The center was without access to its information for 10 days following initial detection on Feb. 5, when hospital employees reported lack of access the network. The source of the malware’s entry is yet undetermined, but Ars Technica reported that the leading suspect is an email phishing attack. During the time the hospital lost access, hospital staff reverted to paperwork and fax machines to process patients, and some emergency patients were diverted to other hospitals. The hospital maintains that no personal information was stolen from the network.
“There’s two things it says about a company that gets breached and has to make a payment,” said Gartner Research Director Lawrence Pingree. “One, they don’t have a good backup and recovery strategy. Two, they got breached by ransomware and they don’t have adequate protection on the endpoint for defeating and thwarting ransomware. And there are technologies out there now that are capable of doing that in some of the endpoint protection products now, like Malwarebytes and Trend Micro.”
A recent survey by Cloud Security Alliance revealed that those distributing ransomware have a captive audience. Of 209 technology professionals surveyed, nearly a quarter said they would be willing to pay a ransom to prevent a cyberattack, and 14 percent said they would pay a ransom of more than $1 million to stop hackers from releasing sensitive information.
“I think we’re going to see increasing numbers of these types of attacks over 2016,” Pingree said, echoing similar warning by the FBI in 2015. “It used to be more effective to go after ransoming end users, and now I think attackers are wise that organizations large and small will pay if they don’t have the proper controls in place.”
How Governments Can Protect Themselves
Ransomware starts the same as any other malware attack, said John Pescatore, director of emerging security trends at the SANS Institute.“First the bad guys have to penetrate your system, so you do have to worry about it because it’s definitely happening,” Pescatore said. “The best way to try to prevent it is do all the things we tell people to do to prevent malware from getting in: Limit peoples’ privileges, patch systems, train people about phishing and so on.”
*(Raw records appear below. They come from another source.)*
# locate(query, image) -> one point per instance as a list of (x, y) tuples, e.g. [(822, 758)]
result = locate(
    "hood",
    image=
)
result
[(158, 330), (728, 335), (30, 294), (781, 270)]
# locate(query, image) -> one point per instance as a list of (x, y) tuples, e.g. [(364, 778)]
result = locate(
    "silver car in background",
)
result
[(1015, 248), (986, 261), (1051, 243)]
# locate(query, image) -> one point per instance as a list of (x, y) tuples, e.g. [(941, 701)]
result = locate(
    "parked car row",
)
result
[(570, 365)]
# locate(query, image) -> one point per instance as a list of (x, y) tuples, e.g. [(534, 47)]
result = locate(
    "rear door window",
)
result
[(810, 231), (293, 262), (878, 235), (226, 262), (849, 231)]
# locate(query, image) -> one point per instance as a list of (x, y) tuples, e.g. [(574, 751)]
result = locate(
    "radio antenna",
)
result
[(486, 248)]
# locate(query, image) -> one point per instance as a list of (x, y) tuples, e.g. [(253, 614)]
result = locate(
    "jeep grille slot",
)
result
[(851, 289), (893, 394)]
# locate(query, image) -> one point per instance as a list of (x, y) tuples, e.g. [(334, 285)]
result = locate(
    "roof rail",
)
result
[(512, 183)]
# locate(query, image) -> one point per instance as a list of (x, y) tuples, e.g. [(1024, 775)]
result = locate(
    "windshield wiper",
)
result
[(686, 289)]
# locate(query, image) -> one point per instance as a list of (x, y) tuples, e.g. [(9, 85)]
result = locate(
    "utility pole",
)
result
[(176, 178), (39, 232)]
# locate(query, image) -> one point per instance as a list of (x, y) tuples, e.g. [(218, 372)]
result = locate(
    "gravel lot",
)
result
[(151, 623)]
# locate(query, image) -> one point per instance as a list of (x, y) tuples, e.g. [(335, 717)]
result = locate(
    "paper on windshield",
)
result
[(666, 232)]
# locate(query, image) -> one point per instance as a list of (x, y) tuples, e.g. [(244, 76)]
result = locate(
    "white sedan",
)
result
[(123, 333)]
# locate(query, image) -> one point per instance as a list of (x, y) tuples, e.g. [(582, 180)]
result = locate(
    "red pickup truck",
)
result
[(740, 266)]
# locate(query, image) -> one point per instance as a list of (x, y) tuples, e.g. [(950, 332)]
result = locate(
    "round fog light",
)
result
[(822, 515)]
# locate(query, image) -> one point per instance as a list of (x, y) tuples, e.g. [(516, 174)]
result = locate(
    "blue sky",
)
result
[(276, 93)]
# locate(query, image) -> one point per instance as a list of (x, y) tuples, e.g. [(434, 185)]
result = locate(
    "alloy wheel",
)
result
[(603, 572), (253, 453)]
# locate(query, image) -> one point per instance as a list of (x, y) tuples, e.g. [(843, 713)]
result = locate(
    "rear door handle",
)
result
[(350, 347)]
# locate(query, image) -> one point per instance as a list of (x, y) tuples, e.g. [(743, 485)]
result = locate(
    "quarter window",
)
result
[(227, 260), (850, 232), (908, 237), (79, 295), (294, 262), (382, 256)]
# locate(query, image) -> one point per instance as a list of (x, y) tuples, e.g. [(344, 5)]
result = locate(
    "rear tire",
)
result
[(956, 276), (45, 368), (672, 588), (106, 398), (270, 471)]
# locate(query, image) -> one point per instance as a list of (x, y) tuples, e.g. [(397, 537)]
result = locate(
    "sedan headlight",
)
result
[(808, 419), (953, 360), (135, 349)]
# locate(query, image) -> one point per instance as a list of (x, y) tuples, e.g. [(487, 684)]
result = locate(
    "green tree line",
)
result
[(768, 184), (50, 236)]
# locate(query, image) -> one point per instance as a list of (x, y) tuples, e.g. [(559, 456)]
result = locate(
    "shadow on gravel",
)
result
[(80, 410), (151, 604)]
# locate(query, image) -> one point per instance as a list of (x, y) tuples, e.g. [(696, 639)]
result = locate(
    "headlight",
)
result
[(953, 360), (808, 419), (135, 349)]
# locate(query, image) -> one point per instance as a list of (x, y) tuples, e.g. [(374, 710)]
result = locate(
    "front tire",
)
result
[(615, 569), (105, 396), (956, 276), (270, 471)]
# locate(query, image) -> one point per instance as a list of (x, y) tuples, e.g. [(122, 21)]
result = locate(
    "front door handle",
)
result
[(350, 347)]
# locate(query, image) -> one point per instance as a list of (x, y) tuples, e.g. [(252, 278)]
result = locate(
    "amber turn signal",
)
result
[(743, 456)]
The difference with ransomware, however, is that it's much less effective against organizations that back up their data.
“If someone says, ‘Hey, we have your database, you can say, ‘Ha-ha, I just backed it up last night. I can keep doing business,’” Pescatore said. “In a ransomware attack, they’re exposing the fact that a lot of especially mid-sized companies don’t do backups very regularly.”
The choice of whether to pay the ransom is simply a business decision, Pescatore said, but once an organization has been exposed, patching those vulnerabilities is critical because the “bad guys” will surely sell the information about the vulnerabilities to others, increasing the likelihood of future attacks.
The thing that sets ransomware apart from other types of malware attacks is the urgency, said David O’Berry, worldwide technical strategist with Intel Security.
“There’s no time once ransomware hits,” he said. “It can just happen so quickly, whereas [in other types of attacks] there may be more time to handle the situation. Once it happens, there’s hardly a way back from it. The only real way back is a very solid backup schedule, very solid network operations and data center operations aspect, and even then it gets very, very hairy. So the only way to get in front of this is to eradicate it on the front line in as close to real time as possible.”
A spokesperson for the Center for Internet Security (CIS) said that because of their group’s involvement with certain organizations on cyberattack responses, they could not comment on this issue, but urged organizations to look at the CIS primer on ransomware as a starting point to keep themselves protected.
An FBI spokesperson said they couldn’t comment except to say that the service is investigating the incident.